The place is important in demonstrating the evolution or pattern of Queensland's history.

Pigott's Building, Toowoomba, constructed in a number of stages between 1910 and 1956, is important in demonstrating the pattern of Queensland's history, with the growth of the store reflecting the development of Toowoomba as a major commercial centre.

The place demonstrates rare, uncommon or endangered aspects of Queensland's cultural heritage.

As a surviving example of an early 20th century department store interior with intact lighting and ventilation systems, it demonstrates a rare aspect of Queensland's cultural heritage.

The place is important in demonstrating the principal characteristics of a particular class of cultural places.
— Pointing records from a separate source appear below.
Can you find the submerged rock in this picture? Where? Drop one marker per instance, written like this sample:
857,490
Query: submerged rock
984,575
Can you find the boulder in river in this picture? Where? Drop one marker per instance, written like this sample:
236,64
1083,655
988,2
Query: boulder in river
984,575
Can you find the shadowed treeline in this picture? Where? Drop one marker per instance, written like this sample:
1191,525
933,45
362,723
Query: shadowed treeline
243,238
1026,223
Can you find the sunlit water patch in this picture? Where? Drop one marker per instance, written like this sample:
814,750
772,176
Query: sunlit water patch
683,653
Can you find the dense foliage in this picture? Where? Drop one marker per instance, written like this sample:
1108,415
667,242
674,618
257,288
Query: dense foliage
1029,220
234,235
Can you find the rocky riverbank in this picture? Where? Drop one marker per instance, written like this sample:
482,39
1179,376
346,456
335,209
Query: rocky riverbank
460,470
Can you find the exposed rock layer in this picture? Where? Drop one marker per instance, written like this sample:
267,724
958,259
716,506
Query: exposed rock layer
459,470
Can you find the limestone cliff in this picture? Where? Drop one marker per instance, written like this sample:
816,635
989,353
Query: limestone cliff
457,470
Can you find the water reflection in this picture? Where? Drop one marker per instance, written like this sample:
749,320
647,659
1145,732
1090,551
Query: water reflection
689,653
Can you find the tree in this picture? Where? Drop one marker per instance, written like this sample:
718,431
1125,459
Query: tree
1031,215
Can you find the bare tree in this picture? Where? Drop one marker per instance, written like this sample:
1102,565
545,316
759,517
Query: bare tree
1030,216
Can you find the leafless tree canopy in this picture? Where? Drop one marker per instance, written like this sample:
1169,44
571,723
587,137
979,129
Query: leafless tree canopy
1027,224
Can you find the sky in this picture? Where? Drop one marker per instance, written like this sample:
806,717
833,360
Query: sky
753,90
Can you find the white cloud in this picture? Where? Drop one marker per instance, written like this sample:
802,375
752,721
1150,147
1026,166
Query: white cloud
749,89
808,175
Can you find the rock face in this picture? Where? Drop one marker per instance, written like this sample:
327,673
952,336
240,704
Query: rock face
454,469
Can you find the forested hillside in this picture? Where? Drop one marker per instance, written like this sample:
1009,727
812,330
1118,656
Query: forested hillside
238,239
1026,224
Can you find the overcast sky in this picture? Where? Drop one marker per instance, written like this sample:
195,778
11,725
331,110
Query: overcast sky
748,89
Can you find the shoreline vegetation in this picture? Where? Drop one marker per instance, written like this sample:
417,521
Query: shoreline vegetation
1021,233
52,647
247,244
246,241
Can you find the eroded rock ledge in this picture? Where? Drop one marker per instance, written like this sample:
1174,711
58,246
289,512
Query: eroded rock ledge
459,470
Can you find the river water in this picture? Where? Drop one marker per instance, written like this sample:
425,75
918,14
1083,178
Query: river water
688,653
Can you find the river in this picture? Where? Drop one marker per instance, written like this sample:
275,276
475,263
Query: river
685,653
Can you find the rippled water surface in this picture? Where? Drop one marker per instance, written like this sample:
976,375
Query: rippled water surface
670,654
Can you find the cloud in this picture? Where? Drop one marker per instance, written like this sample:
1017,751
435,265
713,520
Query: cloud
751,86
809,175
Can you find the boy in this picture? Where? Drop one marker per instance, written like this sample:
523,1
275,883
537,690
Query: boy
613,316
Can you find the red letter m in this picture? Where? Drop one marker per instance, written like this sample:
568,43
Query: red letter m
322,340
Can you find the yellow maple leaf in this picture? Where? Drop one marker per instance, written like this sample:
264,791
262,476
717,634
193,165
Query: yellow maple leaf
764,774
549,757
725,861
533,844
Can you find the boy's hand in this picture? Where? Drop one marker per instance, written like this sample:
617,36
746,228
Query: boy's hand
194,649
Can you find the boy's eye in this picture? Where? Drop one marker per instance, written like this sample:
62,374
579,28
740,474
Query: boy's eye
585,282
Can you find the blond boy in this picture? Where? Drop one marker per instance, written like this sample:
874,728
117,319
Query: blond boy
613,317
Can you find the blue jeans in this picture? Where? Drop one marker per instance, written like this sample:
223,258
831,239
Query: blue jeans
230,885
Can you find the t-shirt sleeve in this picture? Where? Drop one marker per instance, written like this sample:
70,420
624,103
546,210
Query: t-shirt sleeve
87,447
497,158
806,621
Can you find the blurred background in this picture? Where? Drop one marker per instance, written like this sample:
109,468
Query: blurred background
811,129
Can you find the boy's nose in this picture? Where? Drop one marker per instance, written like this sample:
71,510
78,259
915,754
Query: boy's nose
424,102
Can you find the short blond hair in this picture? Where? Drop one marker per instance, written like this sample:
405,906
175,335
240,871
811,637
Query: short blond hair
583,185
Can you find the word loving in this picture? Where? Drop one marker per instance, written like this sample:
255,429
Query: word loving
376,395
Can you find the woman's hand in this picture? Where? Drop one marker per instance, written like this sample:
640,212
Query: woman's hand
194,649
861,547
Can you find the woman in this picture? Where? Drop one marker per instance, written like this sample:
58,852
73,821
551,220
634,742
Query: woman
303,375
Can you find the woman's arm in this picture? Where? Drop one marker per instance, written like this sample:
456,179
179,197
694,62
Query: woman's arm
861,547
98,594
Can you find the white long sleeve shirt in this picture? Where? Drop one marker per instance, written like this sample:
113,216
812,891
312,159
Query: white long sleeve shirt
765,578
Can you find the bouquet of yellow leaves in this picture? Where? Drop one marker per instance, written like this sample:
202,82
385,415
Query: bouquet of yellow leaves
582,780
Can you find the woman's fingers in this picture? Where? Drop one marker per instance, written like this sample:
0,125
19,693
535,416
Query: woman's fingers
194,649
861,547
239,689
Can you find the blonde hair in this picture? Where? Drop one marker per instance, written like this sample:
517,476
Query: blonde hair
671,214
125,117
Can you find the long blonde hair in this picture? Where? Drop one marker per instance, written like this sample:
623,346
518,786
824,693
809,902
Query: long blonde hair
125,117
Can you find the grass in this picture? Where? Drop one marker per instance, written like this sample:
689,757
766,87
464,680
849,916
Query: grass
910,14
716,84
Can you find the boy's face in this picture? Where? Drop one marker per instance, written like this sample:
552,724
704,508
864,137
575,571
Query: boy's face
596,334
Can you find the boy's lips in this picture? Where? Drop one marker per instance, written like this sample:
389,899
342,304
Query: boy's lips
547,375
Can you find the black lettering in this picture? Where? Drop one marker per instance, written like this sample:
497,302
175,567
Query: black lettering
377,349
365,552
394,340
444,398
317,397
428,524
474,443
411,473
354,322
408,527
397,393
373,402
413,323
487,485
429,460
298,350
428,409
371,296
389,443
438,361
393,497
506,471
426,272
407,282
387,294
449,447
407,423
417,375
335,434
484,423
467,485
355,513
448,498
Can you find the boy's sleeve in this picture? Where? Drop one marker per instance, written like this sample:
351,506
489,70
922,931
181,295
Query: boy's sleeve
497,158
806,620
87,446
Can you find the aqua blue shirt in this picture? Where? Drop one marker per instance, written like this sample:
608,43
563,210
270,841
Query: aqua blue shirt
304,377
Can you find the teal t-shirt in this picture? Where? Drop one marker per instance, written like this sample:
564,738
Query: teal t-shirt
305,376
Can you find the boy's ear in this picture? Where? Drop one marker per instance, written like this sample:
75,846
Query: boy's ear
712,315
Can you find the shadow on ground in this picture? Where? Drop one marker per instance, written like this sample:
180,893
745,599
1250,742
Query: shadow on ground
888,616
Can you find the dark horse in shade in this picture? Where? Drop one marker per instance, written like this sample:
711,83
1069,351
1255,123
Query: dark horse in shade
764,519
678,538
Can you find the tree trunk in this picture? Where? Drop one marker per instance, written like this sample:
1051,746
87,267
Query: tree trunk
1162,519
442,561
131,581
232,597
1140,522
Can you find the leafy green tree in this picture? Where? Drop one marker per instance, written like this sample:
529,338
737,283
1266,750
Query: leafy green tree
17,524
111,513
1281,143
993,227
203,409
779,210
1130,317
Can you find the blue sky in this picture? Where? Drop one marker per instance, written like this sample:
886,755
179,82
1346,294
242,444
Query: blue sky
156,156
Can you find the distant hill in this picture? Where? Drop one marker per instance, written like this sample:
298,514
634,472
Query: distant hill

It is important in demonstrating the principal characteristics of a developing department store, in particular: the 1910, 1914, 1935 and 1956 fabric demonstrates changes in retail practice from compartmentalised department store to open plan trading; and the facade is an example in both the detailed ornament and overall image of the 1930s strategy of the department store facade as advertising emblem. It is important in demonstrating the principal characteristics of the commercial work of Toowoomba architects James Marks & Son and of Brisbane architects Hall and Phillips.

The place has a strong or special association with a particular community or cultural group for social, cultural or spiritual reasons.

The place has a strong and special association with Toowoomba and the Darling Downs, with Pigott and Co servicing both the town and country communities, via the mail order service.